Не принимая лжи, малейшей неточности в показе исторической наукой минувшей войны, ее участник, писатель В. Астафьев сурово оценивает сделанное: «К тому, что написано о войне, я, как солдат никакого отношения не имею, я был совершенно на другой войне. Полуправда нас измучила».
Эти и подобные, возможно, жесткие слова приглашают обратиться наряду с традиционными произведениями Юрия Бондарева, Василия Быкова, Виктора Богомола к романам Астафьева «Пастух и пастушка», В. Гроссмана «Жизнь и судьба», повестям и рассказам Виктора Некрасова «В окопах Сталинграда», К.Воробьева «Крик», «Убиты под Москвой», «Это мы, Господи!», В.Кондратьева «Сашка» и другим.

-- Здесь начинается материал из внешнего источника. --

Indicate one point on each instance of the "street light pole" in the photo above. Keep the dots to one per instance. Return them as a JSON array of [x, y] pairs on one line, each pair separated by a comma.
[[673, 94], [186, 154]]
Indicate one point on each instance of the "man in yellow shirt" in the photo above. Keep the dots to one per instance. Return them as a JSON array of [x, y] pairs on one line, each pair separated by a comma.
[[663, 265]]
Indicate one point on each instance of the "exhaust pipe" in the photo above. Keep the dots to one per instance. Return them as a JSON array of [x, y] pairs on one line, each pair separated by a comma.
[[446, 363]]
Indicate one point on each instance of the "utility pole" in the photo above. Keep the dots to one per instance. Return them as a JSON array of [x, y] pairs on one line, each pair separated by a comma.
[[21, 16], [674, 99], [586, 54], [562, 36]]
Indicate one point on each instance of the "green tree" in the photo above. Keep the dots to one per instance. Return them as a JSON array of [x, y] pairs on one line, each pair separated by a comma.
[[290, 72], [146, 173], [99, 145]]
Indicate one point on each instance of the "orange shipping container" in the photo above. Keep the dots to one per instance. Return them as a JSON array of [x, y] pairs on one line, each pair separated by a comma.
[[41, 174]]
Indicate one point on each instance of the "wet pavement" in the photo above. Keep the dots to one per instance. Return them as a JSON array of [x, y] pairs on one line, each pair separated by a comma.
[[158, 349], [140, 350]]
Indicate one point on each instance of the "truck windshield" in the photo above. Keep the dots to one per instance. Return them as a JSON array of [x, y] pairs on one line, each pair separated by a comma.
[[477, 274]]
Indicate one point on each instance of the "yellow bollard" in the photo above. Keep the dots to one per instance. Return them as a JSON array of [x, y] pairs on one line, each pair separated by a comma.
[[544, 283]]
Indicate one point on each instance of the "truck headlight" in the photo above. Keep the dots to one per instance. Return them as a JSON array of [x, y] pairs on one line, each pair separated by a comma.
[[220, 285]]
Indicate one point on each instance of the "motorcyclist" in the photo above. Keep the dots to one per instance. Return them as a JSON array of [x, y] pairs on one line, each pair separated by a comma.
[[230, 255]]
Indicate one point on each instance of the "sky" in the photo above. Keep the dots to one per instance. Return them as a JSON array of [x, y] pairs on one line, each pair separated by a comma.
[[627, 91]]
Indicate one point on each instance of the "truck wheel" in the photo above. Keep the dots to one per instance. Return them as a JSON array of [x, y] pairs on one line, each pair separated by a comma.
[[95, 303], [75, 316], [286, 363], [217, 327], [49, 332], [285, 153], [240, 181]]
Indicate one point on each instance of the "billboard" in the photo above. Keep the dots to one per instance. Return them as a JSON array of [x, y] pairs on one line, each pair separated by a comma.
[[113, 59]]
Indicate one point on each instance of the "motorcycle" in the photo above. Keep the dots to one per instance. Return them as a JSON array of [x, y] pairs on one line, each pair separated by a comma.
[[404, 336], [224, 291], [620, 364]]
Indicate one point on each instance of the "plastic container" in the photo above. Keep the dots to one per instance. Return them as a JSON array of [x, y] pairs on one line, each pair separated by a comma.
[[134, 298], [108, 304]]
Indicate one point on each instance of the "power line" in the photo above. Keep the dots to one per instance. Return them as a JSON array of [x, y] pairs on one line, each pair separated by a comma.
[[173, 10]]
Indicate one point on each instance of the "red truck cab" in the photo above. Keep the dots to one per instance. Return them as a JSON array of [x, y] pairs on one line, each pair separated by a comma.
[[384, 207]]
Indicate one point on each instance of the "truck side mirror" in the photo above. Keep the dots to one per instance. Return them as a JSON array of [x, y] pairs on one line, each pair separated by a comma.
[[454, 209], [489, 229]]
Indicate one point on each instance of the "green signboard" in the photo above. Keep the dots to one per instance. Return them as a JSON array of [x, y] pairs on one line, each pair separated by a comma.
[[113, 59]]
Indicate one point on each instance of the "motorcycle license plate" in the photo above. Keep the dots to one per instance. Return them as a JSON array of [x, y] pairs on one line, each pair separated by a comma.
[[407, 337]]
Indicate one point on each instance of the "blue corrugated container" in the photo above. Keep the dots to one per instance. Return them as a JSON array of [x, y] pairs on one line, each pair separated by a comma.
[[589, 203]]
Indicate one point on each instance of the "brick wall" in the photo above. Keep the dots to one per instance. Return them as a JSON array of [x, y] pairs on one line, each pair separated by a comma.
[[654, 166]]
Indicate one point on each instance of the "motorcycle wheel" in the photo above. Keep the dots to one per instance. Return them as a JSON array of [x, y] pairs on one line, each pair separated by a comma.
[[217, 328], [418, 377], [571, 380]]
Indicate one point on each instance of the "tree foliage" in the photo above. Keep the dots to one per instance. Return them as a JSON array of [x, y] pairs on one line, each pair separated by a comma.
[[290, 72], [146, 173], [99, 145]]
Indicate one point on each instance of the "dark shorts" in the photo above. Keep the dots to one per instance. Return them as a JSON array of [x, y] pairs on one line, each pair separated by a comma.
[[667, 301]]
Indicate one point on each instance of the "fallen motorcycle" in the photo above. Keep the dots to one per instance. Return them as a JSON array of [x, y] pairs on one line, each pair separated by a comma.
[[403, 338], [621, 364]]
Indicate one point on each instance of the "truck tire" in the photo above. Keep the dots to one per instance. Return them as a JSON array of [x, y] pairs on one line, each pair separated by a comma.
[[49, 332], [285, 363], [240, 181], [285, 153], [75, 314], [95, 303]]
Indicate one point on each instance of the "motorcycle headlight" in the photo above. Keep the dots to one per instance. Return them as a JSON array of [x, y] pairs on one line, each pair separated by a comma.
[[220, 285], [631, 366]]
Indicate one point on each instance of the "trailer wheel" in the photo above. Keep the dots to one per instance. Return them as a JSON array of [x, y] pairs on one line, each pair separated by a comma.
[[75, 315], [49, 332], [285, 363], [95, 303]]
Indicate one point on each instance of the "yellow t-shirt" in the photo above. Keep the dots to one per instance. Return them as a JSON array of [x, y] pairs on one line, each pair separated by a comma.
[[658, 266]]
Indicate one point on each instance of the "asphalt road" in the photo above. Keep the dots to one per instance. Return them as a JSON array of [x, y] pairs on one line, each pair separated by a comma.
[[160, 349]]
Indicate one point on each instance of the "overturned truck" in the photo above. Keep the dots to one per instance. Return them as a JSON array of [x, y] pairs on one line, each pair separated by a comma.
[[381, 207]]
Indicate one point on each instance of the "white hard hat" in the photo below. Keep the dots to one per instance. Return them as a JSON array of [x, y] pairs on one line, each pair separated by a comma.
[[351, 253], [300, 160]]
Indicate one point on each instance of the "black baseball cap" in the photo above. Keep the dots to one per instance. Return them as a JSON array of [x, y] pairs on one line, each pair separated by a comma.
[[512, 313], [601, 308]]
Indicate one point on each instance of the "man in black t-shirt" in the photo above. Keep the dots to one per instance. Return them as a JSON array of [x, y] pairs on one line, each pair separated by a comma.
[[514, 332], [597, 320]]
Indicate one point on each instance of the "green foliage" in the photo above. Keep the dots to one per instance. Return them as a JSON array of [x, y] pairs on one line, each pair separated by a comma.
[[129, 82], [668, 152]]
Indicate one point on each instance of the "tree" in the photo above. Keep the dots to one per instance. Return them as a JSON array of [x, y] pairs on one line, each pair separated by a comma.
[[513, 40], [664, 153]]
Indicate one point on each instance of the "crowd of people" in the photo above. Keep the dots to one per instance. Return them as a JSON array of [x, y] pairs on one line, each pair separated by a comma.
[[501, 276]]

«Это мы, Господи!» — произведение такой художественной значимости, что, по словам В.Астафьева, «даже в незавершенном виде... может и должно стоять на одной полке с русской классикой».
Мы еще очень много не знаем о войне, об истинной цене победы. Произведение К. Воробьева рисует такие события войны, которые не до конца известны взрослому читателю и почти незнакомы школьнику. Герои повести Константина Воробьева «Это мы, Господи!» и повести «Сашка» Кондратьева очень близки по мировоззрению, возрасту, характеру, события обеих повестей происходят в одних и тех же местах, возвращают нас, говоря словами Кондратьева, «в самое крошево войны», в самые кошмарные и бесчеловечные ее страницы. Однако у Константина Воробьева другой, по сравнению с кондрать-
евской повестью, лик войны — плен. Об этом написано не так уж и много: «Судьба человека» М. Шолохова, «Альпийская баллада» В. Быкова, «Жизнь и судьба» В. Гроссмана. И во всех произведениях отношение к пленным неодинаково.